(362d) Biocatalytic Coatings of Cytochrome P450-PNIPAM Diblock Copolymers
AIChE Annual Meeting
2015
2015 AIChE Annual Meeting Proceedings
Nanoscale Science and Engineering Forum
Nanoscale Science and Engineering in Biomolecular Catalysis II
Tuesday, November 10, 2015 - 1:55pm to 2:20pm
Engineering proteins into functional catalysts enables their application as biosensors and green catalysts. The biocatalyst must maintain mechanical integrity, protein stability and longevity, and access to the protein active site in order to be a viable technology. In addition, a high protein density is needed to achieve high catalytic activity. The self-assembly of proteins in solid-state materials has the ability to achieve each of these requirements.
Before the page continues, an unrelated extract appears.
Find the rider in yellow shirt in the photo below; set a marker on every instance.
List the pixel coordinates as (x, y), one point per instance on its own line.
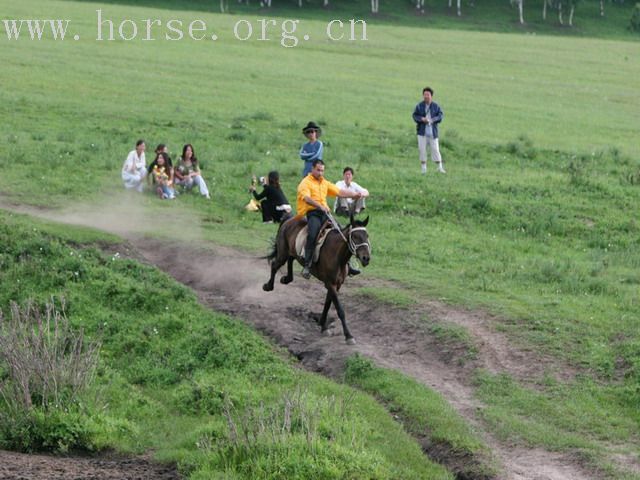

The modification of proteins with synthetic polymers, creating a protein-based block copolymer, can be used to direct both the solution and solid state self-assembly of proteins. As a demonstration of the utility of this technique, cytochrome P450 BM3 was selected as an attractive target for a functional immobilized enzyme. The bacterial P450 contains both oxidase and reductase domains, has been extensively engineered to accept non-native substrates and catalyze novel chemical transformations, and has been evolved to have improved thermostability. Matching these catalytic improvements to improvements in enzyme immobilization technology could enable the use of P450s as biocatalysts. Functionalization of the enzyme with the synthetic polymer poly(N-isopropylacrylamide) creates a bioconjugate that can self-assemble to form functional nanostructured films. The self-assembly of the bioconjugate in bulk and concentrated solutions was characterized by small-angle x-ray scattering (SAXS) and depolarized light scattering (DPLS). The synthetic conjugate also enables the enzyme to be flow coated into a thin film that is readily immobilized by a simple chemical crosslinking step. The activity of the self-assembled P450 thin films was assayed for a variety of substrates.